John Schlesinger’s “The Innocent” rings hollow, un-erusing both its top-drawer talent and compelling Berlin locations. Despite a close screen translation by Ian McEwan of his novel of intrigue, espionage, betrayal and love , pic lacks real drama. Name cast headed by Anthony Hopkins and Isabella Rossellini looks likely to attract auds only briefly.
Pic double world-preemed Sept. 16 in Berlin, with English and German-dubbed versions unspooling in separate locations.
A bespectacled Campbell Scott plays the central role of Leonard Markham, a young, naive and virginal British engineer sent to Berlin in 1955, at the height of the Cold War, for reasons he does not know. His commanding officer, Lofting (Jeremy Sinden, in a spunky perf), is warily cooperative with U.S. forces.
Lofting turns Markham over to Bob Glass (Hopkins), a CIA officer overseeing Operation Gold, a British-West German espionage project to intercept communications between East Germany and the Soviet Union.
Glass is a reserved type who repeatedly reiterates to Markham his own obsessions and the film’s dramatic crux: Everyone is a potential spy or informant, nothing and no one is as it seems. Glass’ mistrust extends to Maria (Rossellini), who picks up Markham in a dance hall and with whom he soon falls in love.
Having set the scene, both McEwan’s script and Schlesinger’s direction forge ahead to resolve the conflicts established in the first two reels. So intent is the film on its narrative purpose that it fails to build tension or suspense. The main characters develop no idiosyncrasies or even fleshed-out personalities that can later be debunked.
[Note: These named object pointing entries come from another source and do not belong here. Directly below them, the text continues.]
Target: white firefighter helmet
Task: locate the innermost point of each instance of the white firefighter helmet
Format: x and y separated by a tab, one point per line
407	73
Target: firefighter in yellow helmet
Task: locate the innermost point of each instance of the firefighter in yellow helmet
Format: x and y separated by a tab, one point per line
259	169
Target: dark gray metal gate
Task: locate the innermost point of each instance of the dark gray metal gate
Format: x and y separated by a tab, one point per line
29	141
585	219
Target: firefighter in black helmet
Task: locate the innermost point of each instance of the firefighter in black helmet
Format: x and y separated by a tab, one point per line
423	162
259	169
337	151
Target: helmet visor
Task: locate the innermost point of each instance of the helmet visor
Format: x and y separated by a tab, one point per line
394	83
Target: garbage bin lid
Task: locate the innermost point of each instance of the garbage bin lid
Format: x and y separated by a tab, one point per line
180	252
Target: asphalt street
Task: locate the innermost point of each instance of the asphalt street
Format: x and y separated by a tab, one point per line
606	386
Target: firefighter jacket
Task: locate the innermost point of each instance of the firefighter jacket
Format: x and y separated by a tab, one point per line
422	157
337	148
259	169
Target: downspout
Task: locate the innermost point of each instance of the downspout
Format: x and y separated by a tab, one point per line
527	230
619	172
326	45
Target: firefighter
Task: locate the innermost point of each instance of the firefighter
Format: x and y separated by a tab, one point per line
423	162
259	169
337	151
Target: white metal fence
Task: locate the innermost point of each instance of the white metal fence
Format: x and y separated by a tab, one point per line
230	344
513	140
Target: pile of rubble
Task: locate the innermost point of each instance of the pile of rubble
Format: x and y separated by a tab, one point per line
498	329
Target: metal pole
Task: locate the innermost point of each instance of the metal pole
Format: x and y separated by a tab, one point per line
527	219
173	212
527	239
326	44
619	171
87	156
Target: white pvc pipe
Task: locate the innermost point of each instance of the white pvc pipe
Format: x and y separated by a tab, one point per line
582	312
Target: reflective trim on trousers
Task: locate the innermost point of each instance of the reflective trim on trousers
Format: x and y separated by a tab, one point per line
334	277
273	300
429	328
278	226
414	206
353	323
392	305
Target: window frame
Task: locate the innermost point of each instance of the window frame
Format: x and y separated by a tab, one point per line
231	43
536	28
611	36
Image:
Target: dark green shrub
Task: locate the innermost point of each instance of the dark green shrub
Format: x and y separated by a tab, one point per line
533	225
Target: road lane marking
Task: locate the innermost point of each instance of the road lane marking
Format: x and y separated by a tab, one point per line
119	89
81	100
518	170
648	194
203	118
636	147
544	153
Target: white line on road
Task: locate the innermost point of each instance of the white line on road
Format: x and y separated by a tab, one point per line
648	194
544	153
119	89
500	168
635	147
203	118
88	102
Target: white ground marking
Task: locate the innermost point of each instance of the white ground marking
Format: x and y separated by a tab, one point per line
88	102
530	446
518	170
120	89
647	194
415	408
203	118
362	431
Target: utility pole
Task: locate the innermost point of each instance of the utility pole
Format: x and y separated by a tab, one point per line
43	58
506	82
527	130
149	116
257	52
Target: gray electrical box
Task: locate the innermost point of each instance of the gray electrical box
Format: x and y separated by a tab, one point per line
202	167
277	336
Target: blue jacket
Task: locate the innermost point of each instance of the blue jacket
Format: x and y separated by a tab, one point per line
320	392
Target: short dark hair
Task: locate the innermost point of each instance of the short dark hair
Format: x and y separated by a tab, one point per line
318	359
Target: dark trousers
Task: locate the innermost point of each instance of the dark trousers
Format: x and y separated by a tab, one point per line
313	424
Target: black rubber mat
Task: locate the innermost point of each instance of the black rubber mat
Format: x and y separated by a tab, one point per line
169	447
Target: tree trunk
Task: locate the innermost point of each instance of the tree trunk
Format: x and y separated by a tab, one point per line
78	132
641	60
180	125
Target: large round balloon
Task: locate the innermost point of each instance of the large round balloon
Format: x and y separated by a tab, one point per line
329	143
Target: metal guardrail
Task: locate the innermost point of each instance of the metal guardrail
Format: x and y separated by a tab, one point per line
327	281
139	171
When story threads are unexpectedly concluded, there’s no catharsis.
When Markham finally enters a secret tunnel dug by the allies deep under the Soviet sector to tap phone lines, the assignment is deftly finished using a pair of pliers — a weak resolution to the script’s setup of a delicate, top-secret mission, as well as Markham’s alleged talents as an engineer.
The Maria-Markham love story satisfies even less, especially in light of Schlesinger’s usual sure hand in portraying relationships. Rossellini’s Maria comes across unevenly, with abrupt character shifts. The shocking murder that climaxes their story in the novel is stripped of passion in the film, as it’s unclear what the lovers mean to one another.
Bookending the film with scenes of the Berlin Wall’s fall seems a gratuitous touch, with a bathetic ending of the lovers reuniting 34 years later.
Performances in the pic are mostly understated, with Hopkins’ Glass muted and one-dimensional, a character who’s never allowed to penetrate into the story’s foreground. As Markham, Scott carries the film well but gets no chance to fill out his role.
Dietrich Lohmann’s lensing is fluid and assured, eloquently using many eastern Berlin locations that convey the menacing atmosphere of postwar Germany. Well-cast supporting roles, many played by native Germans, help to buoy an otherwise bland film.